The Daily Dish

All Fed, All Week

If you are like me, you begin the week looking at the scheduled release of economic data. This week there are some minor sideshows but there is really only one thing going on: the meeting of the Federal Reserve Board Open Market Committee (FOMC) and its interest-rate decision to be announced on Wednesday.

If there were no other considerations, another rate rise would be a no-brainer. Inflation remains stubbornly high and the estimates of the appropriate level of interest rates delivered by the Taylor Rule are closer to 6 percent than below 5 percent. Leaning against inflation is the Fed’s top priority and its reading of history is that the greatest possible error would be to ease prematurely.

Of course, there are other considerations, namely the recent demise of Silvergate, Signature, and Silicon Valley banks in the United States, the apparent weakness of First Republic Bank, and the weakness of Credit Suisse bank. But each of these has been dealt with. The first three are closed, First Republic got a cash infusion on Friday, and Credit Suisse was firesaled (Eakinomics reserves the right to invent new verbs) to UBS over the weekend.

Ah, you say, but there may be other troubles out there. There is no evidence of broad insolvency in the banking sector, but there may be some banks that are illiquid enough that raising cash for twitchy depositors who want their money might be an issue. If so, those banks should take advantage of the Fed’s lender-of-last-resort capabilities. Evidently they are, as the Fed loaned $150 billion at the discount window recently.

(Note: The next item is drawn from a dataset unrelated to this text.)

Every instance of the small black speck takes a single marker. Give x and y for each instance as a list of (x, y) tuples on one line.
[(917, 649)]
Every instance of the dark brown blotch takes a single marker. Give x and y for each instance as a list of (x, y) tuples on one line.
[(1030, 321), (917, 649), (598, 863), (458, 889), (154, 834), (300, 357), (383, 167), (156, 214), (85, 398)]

All told, it would appear these measures are sufficient to put banking stability considerations behind the need to fight inflation. Will events between now and Wednesday change that picture? Will the FOMC agree with the logic? Time will tell.


Fact of the Day

If S. 744 – the Border Security, Economic Opportunity, and Immigration Modernization Act – were to be enacted as law in 2023, employment would be 26 million greater over the next decade.